Côte d'Ivoire : Gagnoa, l'akpi, une production accélérée en moins de dix ans, une innovation prometteuse
Le promoteur et ses collaborateurs sur la parcelle (.ph KOACI.)
À huit kilomètres de Gagnoa, une avancée agricole majeure est en train de voir le jour. Sur une parcelle expérimentale, l’entreprise nommée Akomi Industrie, dont le promoteur est le jeune entrepreneur Marius ALLAMOUA Dangoté, affirme avoir réussi à réduire considérablement le cycle de production de l’akpi, une culture essentielle en Côte d’Ivoire et en Afrique de l’Ouest. Traditionnellement, l’akpi, issu du Ricinodendron heudelotii, nécessite entre 10 et 20 ans, voire jusqu’à 30 ans, avant de produire de manière significative. Ce long délai constitue un frein important pour les producteurs.
Cependant, grâce à des techniques innovantes, Akomi Industrie annonce aujourd’hui une première récolte possible dès la 4ᵉ année, soit une production complète en moins de dix ans. Cette performance repose sur plusieurs leviers agronomiques : la mise en œuvre d'un plan de compostage , la sélection de plants précoces et robustes ou des semis , un système de greffage performant, l’amélioration de la qualité des sols, une fertilisation adaptée ainsi qu’un suivi technique rigoureux. Sur le terrain, les premiers résultats sont jugés très encourageants. « Les plants produisent bien plus tôt que prévu », confient les techniciens impliqués dans le projet.

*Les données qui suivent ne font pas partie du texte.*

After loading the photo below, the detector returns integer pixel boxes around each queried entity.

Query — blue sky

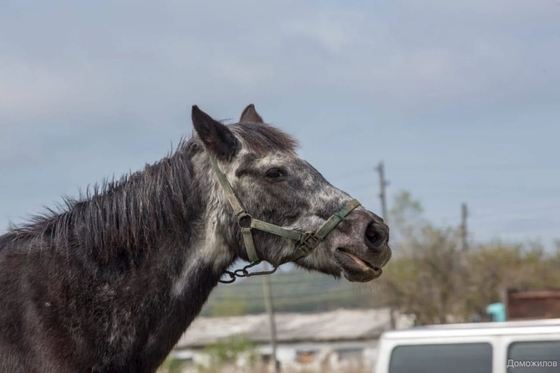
[0,0,560,245]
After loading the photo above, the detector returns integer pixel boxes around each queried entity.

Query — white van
[374,319,560,373]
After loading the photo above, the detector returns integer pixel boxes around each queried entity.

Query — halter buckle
[237,211,253,228]
[299,232,321,254]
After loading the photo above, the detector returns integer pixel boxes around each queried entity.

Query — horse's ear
[239,104,264,123]
[191,105,239,160]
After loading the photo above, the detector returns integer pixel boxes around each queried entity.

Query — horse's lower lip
[337,248,381,272]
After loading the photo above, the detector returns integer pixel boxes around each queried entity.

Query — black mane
[0,123,298,260]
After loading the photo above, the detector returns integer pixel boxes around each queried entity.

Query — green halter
[210,155,361,283]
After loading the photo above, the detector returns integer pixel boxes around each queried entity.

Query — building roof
[176,309,410,349]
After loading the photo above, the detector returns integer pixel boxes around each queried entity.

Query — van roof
[382,319,560,339]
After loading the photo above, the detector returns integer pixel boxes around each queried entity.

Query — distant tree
[375,191,560,325]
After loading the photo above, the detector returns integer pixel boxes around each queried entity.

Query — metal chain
[218,260,278,284]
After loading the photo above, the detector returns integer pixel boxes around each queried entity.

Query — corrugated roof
[176,309,408,348]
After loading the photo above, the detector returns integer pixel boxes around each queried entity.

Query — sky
[0,0,560,247]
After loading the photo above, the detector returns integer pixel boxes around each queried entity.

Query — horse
[0,104,391,373]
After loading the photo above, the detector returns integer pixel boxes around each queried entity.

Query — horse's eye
[265,167,286,179]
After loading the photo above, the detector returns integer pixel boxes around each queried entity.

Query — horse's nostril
[365,222,385,249]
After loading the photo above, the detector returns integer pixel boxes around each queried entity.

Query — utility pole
[461,203,469,251]
[376,161,396,329]
[263,262,280,373]
[377,161,389,224]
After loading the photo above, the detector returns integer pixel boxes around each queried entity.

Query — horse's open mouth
[335,248,383,282]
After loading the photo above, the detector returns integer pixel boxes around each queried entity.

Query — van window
[506,340,560,373]
[389,343,492,373]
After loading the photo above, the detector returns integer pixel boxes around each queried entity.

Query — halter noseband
[210,155,361,283]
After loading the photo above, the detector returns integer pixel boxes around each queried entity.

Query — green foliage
[377,192,560,325]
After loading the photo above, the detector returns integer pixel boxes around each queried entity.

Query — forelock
[230,123,299,154]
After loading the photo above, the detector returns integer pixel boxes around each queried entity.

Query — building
[168,309,412,372]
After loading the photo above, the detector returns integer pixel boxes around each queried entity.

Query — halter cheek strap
[210,155,361,283]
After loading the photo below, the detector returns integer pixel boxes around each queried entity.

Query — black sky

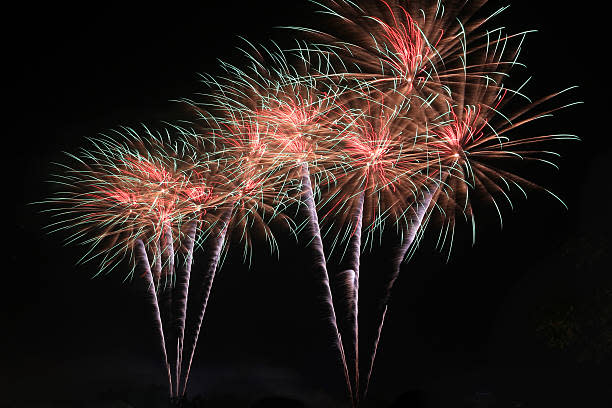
[0,0,612,407]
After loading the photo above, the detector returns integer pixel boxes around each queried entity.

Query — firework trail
[363,189,437,397]
[134,240,174,398]
[339,191,365,406]
[177,208,232,396]
[302,164,354,405]
[172,221,197,397]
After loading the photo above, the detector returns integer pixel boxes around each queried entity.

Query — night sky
[0,0,612,407]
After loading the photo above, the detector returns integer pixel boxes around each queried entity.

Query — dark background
[0,0,612,407]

L’akpi occupe une place importante dans les habitudes alimentaires et culturelles. Utilisé dans la préparation de sauces, mais aussi dans les domaines cosmétique et médicinal, il bénéficie d’une forte demande sur les marchés locaux et sous-régionaux.
Cette innovation pourrait donc répondre à un besoin croissant tout en améliorant la rentabilité pour les producteurs. Pour les agriculteurs, les perspectives sont particulièrement intéressantes. Une réduction du temps d’attente avant les premières récoltes signifie un accès plus rapide aux revenus. Elle permet également une meilleure intégration de l’akpi dans les systèmes de cultures mixtes, tout en favorisant la diversification des sources de revenus.
Si ces résultats se confirment à grande échelle, cette initiative pourrait contribuer à structurer une véritable filière akpi en Côte d’Ivoire, allant de la production à la transformation, jusqu’à la commercialisation. Akomi Industrie poursuit ses essais afin de consolider ces performances et envisage, à terme, de mettre ses techniques à la disposition des producteurs. Une ambition qui pourrait transformer durablement cette ressource forestière en un levier de développement économique pour les zones rurales.
Ainsi, à proximité de Gagnoa, l’akpi s’impose peu à peu comme une culture d’avenir, désormais plus rapide et plus accessible.